In this post, I would like to give a brief introduction to Git Large File Storage (LFS). Git LFS can be very handy for keeping track of large files and/or datasets for your Machine Learning tasks.

Setting up Git LFS

Let’s assume that you have the following data structure and you want to store this data on Git LFS.

📦Data
 ┣ 📂csv
 ┃ ┗ 📜example.csv
 ┣ 📂dog
 ┃ ┗ 📜dog.png
 ┗ 📂fox
 ┃ ┗ 📜fox.jpg

The first step for using Git LFS is to install the client to the local computer. The installation instructions can be found in this page.

After installing the client, a remote repository should be created and Git LFS support should be enabled from the Settings page. Github has free LFS support for a maximum file size of 1GB and monthly 1GB bandwidth. Details can be found here.

Adding data to LFS and pushing it to remote repository

We can now clone the newly created repository to our local environment using

git clone <repository_address>

We can move the Data folder under the empty repository folder. In order to enable LFS to track the Data folder and all its subfolders, run the following command in the root repository directory:

git lfs track "Data/**"

When the command is successfuly executed, a .gitattributes file should be automatically created in the root repository folder. If you view this file, you should see the following entry:

Data/** filter=lfs diff=lfs merge=lfs -text

This entry shows that LFS is set to track the whole Data folder. Now it is time to commit/push these changes:

git add .gitattributes Data/
git commit -m"Initial commit"
git push origin <branch_name>

These commands are the same as an ordinary Git commit/push. However, in a regular Git push, the original files are directly uploaded to the repository whereas in Git LFS, the tracked files are replaced with pointers while the actual files are stored elsewhere. A pointer file looks like this:

version https://git-lfs.github.com/spec/v1
oid sha256:4cac19622fc3ada9c0fdeadb33f88f367b541f38b89102a3f1261ac81fd5bcb5
size 84977953

Listing the files tracked by Git LFS

The following command lists the files that are currently tracked by LFS:

git lfs ls-files

Adding new files

In order to add new files to LFS, you should either place the files in a directory that is tracked by LFS or enable file tracking using git lfs track ... command. For this tutorial, let’s assume that we added a directory named cat under Data folder. We can run the following command to add cat folder to LFS.

git add Data/
git commit -m"added cat folder to LFS"
git push origin <branch_name>

Removing files

In order to remove a file from LFS (in this case example.csv), we can use the following commands:

git rm Data/csv/example.csv
git commit -m"removed example.csv file from LFS"
git push origin <branch_name>

Pulling the whole data into a new location

Pulling the whole data into a new location is as simple as cloning the repository

git clone <repository_url>

Excluding specific files at clone time

Here comes a handy feature of LFS that can be useful for avoiding large downloads if you only want to access to the specific part of the data.

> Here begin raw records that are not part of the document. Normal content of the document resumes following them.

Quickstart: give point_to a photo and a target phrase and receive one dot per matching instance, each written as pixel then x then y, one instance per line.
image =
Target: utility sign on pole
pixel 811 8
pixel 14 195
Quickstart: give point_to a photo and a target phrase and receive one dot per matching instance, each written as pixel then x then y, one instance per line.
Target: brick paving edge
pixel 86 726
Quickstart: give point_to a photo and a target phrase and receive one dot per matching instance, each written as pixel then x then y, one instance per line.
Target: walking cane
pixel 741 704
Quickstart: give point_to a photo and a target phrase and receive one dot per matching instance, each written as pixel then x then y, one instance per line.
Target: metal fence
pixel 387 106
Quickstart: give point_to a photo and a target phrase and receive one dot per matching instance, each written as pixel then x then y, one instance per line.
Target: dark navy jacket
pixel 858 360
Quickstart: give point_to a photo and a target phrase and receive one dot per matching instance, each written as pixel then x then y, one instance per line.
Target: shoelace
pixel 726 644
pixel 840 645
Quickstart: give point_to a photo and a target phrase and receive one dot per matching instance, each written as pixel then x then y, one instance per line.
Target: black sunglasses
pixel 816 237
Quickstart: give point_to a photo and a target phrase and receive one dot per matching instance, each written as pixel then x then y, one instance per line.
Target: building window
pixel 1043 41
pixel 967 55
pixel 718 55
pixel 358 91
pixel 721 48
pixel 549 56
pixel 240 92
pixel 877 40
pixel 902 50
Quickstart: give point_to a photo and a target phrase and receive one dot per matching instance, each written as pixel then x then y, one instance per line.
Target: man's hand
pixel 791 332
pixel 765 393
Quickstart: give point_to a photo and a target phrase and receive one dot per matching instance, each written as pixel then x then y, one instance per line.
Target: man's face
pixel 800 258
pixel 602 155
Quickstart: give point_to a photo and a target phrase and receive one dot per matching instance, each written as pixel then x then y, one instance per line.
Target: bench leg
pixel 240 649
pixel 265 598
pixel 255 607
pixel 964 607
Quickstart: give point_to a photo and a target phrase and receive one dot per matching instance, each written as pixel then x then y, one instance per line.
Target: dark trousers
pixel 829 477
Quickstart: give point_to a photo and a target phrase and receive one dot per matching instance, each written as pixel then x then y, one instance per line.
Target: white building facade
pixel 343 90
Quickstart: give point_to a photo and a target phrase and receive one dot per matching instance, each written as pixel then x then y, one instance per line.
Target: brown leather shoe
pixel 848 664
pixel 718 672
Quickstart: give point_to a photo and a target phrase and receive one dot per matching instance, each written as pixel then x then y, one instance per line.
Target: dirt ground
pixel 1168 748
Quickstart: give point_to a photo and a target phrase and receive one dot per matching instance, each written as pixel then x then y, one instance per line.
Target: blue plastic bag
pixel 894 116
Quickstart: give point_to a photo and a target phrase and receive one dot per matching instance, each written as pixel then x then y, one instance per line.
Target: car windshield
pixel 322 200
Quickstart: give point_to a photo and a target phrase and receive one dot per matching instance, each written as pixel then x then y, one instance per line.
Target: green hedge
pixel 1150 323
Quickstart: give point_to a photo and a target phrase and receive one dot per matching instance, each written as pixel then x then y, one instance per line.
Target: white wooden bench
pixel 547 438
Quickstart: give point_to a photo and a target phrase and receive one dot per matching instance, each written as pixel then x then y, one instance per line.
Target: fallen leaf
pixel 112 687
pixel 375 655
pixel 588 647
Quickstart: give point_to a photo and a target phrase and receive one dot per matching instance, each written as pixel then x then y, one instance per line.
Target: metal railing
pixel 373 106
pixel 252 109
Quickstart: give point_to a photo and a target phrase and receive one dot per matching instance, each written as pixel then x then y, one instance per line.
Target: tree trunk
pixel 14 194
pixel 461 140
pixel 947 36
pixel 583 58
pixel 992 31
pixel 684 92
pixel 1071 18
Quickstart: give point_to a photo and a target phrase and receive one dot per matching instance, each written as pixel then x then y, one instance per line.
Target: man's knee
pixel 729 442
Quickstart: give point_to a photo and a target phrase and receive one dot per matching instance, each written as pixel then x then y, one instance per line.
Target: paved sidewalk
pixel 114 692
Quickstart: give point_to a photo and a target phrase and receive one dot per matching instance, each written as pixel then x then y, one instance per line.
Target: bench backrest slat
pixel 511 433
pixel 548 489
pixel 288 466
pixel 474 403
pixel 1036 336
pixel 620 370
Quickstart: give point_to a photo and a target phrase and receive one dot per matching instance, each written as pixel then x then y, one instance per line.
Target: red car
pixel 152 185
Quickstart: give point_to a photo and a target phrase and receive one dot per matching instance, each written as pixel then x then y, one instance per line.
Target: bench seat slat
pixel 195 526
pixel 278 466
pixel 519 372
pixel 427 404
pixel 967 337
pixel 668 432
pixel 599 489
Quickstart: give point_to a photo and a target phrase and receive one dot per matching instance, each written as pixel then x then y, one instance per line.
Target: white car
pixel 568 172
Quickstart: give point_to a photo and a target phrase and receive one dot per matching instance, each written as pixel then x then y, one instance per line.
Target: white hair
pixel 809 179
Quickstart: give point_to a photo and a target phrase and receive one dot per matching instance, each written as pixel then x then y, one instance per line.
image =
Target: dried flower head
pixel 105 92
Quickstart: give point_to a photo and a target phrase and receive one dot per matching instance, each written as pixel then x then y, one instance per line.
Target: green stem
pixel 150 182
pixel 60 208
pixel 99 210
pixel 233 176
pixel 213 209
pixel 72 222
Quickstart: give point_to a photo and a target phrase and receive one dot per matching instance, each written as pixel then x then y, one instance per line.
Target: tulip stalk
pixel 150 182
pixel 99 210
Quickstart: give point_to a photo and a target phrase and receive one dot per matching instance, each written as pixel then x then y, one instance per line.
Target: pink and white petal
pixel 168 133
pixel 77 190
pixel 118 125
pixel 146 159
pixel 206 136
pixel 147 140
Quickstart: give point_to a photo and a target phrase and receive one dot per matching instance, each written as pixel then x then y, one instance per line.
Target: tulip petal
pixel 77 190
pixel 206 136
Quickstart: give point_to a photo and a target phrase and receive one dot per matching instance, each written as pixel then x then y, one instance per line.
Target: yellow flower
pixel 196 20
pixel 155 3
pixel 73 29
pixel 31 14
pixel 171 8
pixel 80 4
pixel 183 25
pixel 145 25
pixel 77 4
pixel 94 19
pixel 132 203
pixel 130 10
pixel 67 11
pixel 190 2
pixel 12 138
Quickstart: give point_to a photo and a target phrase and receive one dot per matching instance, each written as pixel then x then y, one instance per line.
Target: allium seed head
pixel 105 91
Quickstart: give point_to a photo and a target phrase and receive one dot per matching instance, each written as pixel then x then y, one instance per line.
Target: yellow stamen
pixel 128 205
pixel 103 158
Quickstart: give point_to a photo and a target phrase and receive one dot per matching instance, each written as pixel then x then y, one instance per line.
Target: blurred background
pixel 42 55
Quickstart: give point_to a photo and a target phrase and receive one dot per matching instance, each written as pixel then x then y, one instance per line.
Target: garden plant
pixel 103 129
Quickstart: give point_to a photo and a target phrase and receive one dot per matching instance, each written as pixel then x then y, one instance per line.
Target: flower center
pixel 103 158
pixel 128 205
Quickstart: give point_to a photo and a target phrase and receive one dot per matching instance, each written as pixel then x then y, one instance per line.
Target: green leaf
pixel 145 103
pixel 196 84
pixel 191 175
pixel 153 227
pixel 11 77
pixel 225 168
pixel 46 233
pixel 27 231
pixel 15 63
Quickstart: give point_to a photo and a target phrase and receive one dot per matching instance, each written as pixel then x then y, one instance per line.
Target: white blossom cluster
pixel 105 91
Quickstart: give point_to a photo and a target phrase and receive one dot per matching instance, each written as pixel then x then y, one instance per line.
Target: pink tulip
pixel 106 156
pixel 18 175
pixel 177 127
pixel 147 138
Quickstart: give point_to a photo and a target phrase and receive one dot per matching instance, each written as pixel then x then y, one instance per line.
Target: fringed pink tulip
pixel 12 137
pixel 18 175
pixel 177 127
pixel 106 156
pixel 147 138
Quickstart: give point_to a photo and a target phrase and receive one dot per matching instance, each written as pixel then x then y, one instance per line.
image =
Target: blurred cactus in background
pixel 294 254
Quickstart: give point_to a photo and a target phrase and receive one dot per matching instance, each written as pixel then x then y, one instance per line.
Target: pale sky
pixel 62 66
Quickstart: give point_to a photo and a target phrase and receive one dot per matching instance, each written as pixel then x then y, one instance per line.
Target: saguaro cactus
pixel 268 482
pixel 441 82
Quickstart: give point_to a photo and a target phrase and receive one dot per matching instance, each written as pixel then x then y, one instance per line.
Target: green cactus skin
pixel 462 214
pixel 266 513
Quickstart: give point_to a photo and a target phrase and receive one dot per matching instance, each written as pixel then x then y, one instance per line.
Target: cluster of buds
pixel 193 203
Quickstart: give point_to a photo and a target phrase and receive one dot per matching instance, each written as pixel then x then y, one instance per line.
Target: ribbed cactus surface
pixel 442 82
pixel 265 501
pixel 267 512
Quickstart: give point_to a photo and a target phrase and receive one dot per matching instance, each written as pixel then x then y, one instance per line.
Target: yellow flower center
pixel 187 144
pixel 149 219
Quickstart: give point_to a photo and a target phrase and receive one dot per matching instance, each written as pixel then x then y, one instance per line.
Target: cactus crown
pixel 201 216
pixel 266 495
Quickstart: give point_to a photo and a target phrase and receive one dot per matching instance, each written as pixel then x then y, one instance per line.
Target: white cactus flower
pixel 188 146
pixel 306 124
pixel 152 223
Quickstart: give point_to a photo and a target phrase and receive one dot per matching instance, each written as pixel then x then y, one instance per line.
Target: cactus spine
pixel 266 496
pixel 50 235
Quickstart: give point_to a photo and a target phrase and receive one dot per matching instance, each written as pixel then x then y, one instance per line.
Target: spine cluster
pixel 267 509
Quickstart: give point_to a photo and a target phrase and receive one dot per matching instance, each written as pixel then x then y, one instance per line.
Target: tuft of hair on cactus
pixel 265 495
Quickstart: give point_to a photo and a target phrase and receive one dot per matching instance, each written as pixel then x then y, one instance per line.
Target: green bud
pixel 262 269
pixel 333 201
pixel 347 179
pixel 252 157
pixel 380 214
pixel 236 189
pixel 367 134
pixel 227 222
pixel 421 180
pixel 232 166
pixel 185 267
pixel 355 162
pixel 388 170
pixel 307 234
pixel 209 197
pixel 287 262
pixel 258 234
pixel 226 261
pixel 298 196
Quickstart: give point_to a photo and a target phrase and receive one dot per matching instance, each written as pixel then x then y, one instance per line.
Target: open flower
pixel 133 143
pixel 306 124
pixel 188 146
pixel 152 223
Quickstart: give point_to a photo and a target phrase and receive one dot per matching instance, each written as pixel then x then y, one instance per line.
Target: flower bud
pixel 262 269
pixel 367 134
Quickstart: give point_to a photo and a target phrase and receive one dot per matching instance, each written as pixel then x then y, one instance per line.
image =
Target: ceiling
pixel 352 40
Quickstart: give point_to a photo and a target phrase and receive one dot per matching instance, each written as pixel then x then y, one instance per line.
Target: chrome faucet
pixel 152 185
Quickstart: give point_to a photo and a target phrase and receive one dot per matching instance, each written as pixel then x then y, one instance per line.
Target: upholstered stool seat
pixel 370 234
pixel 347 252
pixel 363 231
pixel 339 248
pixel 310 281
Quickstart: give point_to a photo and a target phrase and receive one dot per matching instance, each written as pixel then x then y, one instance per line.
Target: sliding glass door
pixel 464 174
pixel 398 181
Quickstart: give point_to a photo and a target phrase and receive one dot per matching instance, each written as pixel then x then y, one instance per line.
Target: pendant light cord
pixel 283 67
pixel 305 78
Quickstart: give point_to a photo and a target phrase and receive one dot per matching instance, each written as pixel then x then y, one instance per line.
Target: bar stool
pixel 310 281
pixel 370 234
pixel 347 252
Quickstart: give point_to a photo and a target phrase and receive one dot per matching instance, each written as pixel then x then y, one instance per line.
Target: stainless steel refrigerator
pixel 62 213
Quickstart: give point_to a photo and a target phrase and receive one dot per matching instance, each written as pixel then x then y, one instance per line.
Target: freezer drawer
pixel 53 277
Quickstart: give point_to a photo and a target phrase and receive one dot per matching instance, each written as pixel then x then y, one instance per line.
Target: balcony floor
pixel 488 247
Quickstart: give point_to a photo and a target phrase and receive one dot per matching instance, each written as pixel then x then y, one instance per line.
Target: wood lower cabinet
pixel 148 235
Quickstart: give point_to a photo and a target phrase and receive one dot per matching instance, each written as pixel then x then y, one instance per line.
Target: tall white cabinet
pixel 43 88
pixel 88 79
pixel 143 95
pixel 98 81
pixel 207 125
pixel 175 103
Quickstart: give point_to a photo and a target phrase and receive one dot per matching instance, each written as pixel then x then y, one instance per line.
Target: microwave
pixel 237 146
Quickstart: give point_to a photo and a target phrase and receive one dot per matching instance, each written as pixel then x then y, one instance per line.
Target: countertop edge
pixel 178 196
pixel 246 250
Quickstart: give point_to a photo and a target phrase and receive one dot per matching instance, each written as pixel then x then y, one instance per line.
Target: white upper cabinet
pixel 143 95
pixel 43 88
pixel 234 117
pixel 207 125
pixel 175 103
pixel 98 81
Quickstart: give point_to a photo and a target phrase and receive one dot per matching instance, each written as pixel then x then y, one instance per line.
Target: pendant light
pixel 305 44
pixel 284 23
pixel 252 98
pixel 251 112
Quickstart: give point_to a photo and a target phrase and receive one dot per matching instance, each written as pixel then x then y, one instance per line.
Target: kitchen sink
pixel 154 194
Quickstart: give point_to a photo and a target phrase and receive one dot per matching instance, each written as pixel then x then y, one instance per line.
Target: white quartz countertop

Let’s assume, you only want to download .csv files and ignore the rest. You can do that so by using the following command:

git -c "lfs.fetchinclude=*.csv" clone <repository_url>

When the repository is cloned, you will observe that only the pointers of the image files are downloaded while the example.csv file under csv folder is downloaded fully. If you want to download the remaining files later, you can run the command:

git lfs pull

Excluding specific files both at clone time and onwards

There can be cases that you will never use some of the files that are tracked by LFS and you want to avoid downloading them at all times.

In order to achieve this, you should first skip those files at clone time.

git -c "lfs.fetchexclude=*.jpg,*.png" clone <repository_url>

After the repository is cloned, you should navigate to the root of the repository and add a permanent rule in the local git config for skipping those files at all times.

git config lfs.fetchexclude "*.jpg,*.png"

This rule will ensure that lfs will not pull any files with extension .jpg and .png. If you want to double check that the rule is added, you can view the git config:

git config -l

There are many other features of LFS such as locking files or enabling LFS support for existing repositories etc. but those are beyond the scope of this tutorial.

I hope this tutorial will help you to understand basics of LFS usage and help you to start using it for your needs.